Somewhat related to moving on, I had my tonsils out 3 weeks ago. And how are tonsils related to prostate cancer? Good question. My tonsils have been large since childhood, but after having cancer, my PCP started a campaign to get me to a specialist because she thought my tonsils might be harboring something. I have seen no data to back this up, specifically, but prostate cancer, if it spreads, can show up in lymph nodes (usually in the pelvis) and to bones (top two). Tonsils are lymph nodes, but clearly not in the pelvis, but they're lymph nodes.  Do you see the circle forming?  (Mayo lists bones, lymph nodes, lungs, liver, brain as the top 5 common sites.)

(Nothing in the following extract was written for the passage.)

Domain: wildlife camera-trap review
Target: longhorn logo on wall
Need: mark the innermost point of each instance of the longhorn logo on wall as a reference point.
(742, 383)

But I went (finally) to the otolaryngolgist (what a word! ENT is easier) and he said they should come out ("let's pop those bad boys outta there").  I thought a second opinion was needed, not only because I didn't like his answer, but he had an OfficeNazi on his staff.  Yeesh.

Second ENT was very chatty. Ended up saying I had 2 out of 3 factors indicating they should come out. So, not a requirement, but if I didn't do it, I should be seen by a specialist every 6 months. I thought "oh right... that's not going to happen".  He also said, in the interest of full disclosure, that "of all the surgeries I do, this one is the most painful".  Thanks, doc.  Me = Drag feet for a few months.  Finally scheduled the surgery and did it.
  (Sidebar) Oh baby!  If you're an adult and still have your tonsils, make them say "you're going to die unless you do this" because you'll want to for a couple of weeks after the surgery.

At any rate, the pathology report was clear (yay!).  I wasn't overly concerned about that, but had no idea that Ginny was worried about it until she visibly relaxed when the doctor told us at the post-op appointment. Unfeeling, insensitive American male that I am.

Point is, once a cancer patient, always so labeled.  Fair or not, it's the case.